For now, however, the Shea butter business centre of Okere City acts as a dormitory for girls.
Ojok proudly shows off some of the projects starting to take shape around the city. Investments so far sunk into the project, thanks to his savings and charity, are worth about Shs 400 million.
When we visited, about 35 women, many of whom were above 60 years, were taking adult literacy classes in a grass-thatched building near the big greenish billboard that welcomes visitors to Okere. For about one month, we were told, the old women and a few young ones had been learning to count, write, and read at no cost.
Samson Samuel Munu, a lanky elderly man who has been teaching adults since 1997, is their tutor. Lessons switch between English and Leblango, a Luo dialect.
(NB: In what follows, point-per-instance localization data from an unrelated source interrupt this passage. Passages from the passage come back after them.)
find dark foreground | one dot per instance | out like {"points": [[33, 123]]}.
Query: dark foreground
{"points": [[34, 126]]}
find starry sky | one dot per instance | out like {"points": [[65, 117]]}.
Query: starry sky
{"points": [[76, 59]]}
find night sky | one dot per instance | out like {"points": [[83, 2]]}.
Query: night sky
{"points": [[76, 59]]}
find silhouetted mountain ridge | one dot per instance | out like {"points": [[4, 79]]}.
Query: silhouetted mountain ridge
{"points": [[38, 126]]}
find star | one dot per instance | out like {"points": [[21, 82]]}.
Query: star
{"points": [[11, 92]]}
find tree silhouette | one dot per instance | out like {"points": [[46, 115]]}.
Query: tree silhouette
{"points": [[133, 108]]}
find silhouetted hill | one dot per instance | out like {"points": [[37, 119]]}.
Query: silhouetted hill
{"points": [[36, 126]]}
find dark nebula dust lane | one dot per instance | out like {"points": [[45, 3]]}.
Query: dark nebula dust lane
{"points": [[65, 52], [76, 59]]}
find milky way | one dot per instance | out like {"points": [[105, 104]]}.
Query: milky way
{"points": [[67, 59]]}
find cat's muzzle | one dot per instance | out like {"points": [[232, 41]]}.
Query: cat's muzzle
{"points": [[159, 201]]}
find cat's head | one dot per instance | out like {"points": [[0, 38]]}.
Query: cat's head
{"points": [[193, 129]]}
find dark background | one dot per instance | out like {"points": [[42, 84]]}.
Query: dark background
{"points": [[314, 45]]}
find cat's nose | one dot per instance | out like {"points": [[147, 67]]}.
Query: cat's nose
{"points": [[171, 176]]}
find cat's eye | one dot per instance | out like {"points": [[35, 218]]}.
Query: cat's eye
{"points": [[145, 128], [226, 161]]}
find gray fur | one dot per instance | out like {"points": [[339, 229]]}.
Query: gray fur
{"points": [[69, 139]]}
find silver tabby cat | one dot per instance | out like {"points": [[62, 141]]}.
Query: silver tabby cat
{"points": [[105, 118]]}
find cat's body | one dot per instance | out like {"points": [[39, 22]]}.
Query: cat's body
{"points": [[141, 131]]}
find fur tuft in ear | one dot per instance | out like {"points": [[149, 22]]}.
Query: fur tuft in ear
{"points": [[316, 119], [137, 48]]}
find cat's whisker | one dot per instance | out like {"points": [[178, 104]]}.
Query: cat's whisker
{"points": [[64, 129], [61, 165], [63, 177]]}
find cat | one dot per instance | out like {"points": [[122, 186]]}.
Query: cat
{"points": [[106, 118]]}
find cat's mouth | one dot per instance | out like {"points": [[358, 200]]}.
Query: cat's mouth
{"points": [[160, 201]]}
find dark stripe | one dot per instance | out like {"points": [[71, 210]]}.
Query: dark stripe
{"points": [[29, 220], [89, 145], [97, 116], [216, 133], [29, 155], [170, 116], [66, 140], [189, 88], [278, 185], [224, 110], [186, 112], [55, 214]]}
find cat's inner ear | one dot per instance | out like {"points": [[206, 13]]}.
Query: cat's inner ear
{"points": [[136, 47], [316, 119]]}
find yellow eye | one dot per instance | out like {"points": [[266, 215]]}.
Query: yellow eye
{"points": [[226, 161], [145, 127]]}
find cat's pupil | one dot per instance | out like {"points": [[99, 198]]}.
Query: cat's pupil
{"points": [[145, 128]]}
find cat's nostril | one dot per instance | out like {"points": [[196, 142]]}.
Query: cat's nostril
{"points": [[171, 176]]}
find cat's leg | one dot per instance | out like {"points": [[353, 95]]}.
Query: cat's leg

“What’s your name?” he asked one of the students during the late morning session.
“My name is Ajok Susan,” the student responded.
“Where do you come from?” Munu asked.
“I come from Omuko LC 1 village, Okere Parish.” The class clapped for their colleague.
Ojok says literacy and numeracy is important because Otuke is one of the most illiterate districts in Uganda. Seven in 10 people in this district did not go beyond P.7. It is worse for women at 92%.
“A month ago, they couldn’t write their names; now they do,” Ojok says.
Not far off, about 50 local council leaders are in the community hall, learning about governance.
“We shall enact by-laws at the local level so that the environment is protected,” said Goville Ogwang, the Parish Development Committee Chairperson for Okere Parish.
Ojok told The Independent Okere City is looking at accelerating climate action at the local level. “That is why they are learning about the newly enacted Climate Change Act, 2021, the National Forestry Act, the NEMA Act and all other laws concerning environmental management. It’s important because for many people, it (climate change) is just a word, for us it is an existential threat.”
At the Okere Village Bank, we are told there are about 15 groups within the village and each group has about 30 members who save together and lend and borrow among themselves.
“The bank is the investment arm of Okere City,” Ojok told The Independent, “The idea is to make this a formal fully fledged bank.”
The bank idea started with Shs 200,000 in 2019. Last year, the bank had books of about Shs30 million. It charges a low interest rate of about 12%, says Moses Aker, the loan officer. The highest amount lent to groups is Shs1 million. People borrow to invest in cattle farms and goat and pig rearing.
The community health clinic is one-room in which Bosco Okello, the in-charge, said he treats patients for minor ailments like malaria, urinary tract infections, typhoid and intestinal worms. It lacks a laboratory.
Bosco Okello said the need for services is quite high because the nearest health centres are about 7km away.
We completed the tour at Okere Community School. Christine Adong, the headmistress of the school (P.1-P.6) said so far she has 125 pupils and 10 teachers. There are both Day-scholars and those in boarding.
Ojok told The Independent that in five years’ time, Okere Community School shall be the best school in Lango sub-region.
“Everything people see in Okere is in its infancy,” he said. And that includes how much life Okere residents can enjoy.